Lavabit loses contempt of court appeal over Edward Snowden encryption keys
Lavabit founder Ladar Levison challenged the contempt of court order issued to him for refusing to provide the government with encryption keys to his secure email service. The fourth US circuit court of appeals Judge G Steven Agee said in the ruling that the court’s decision was made because of a procedural error in the appeal.
The government had issued a a so-called "pen/trap order" to access metadata from the account of a target, thought to be Snowden. The day the order was issued, Levison refused to comply, according to court documents. The decision was followed by another order stating that Lavabit would be in contempt of court if it continued to not comply.
“As each day passed, the government lost forever the ability to collect the target-related data for that day,” Agee said in the court order.
Levison said the government forced him to provide SSL encryption keys to his secure emailing service as part of its investigation into Snowden, leading him to close his business because he and his users rely on its secure messaging capabilities. His lawyers also argued that he was not required to provide investigators with the amount of information they sought.
Instead of addressing the argument that providing such information could compromise his business, the court’s decision focuses on Lavabit’s procedural handling of its complaints.

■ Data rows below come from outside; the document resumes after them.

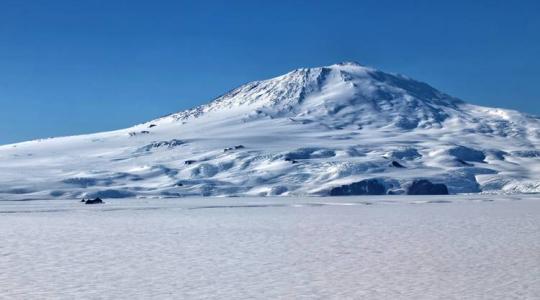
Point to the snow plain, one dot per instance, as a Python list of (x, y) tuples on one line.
[(432, 247)]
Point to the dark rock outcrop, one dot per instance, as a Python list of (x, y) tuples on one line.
[(467, 154), (94, 201), (395, 164), (364, 187), (426, 187)]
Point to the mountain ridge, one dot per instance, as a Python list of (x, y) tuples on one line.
[(302, 133)]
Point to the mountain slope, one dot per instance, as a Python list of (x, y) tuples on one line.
[(302, 133)]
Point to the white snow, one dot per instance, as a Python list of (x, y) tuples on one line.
[(437, 247), (344, 123)]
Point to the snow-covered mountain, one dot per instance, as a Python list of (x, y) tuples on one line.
[(302, 133)]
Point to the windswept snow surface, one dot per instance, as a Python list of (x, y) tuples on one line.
[(302, 133), (436, 247)]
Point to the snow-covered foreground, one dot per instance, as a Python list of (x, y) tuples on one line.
[(447, 247)]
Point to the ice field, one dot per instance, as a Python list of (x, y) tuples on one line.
[(424, 247)]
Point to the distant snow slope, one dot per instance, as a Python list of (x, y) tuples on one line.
[(302, 133)]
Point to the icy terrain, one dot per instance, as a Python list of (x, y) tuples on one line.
[(304, 133), (399, 247)]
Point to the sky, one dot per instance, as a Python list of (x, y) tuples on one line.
[(72, 67)]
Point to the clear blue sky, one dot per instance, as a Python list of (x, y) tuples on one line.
[(69, 67)]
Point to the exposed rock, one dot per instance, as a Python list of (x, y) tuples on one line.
[(426, 187), (395, 164), (94, 201), (364, 187), (467, 154)]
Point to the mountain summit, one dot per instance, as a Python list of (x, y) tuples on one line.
[(335, 130)]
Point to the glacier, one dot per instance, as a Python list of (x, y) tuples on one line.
[(300, 134)]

“At an absolute minimum, if Lavabit believed that the turnover of the keys was invalid under the pen/trap order, then it should have acted once the district court’s August 1 order issued,” the court said. “It did not.”
Levison has said he could have given investigators access to a single account like he had done in the past, but the nature of their request for “live” access to user information would have compromised Lavabit’s entire system.
The American Civil Liberties Union, which filed an amicus brief in the appeal, said the court focused on the procedural aspects of the case unrelated to Lavabit's claims.
"On the merits, we believe it’s clear that there are limits on the government’s power to coerce innocent service providers into its surveillance activities," said ACLU attorney Brian Hauss in an emailed statement. "The government exceeded those limits when it asked Lavabit to blow up its business –and undermine the encryption technology that ensures our collective cybersecurity – to get information that Lavabit itself offered to provide."
A similar FBI demand preceded the closure of Lavabit’s rival Hushmail, which complied with investigators seeking information on users in 2007.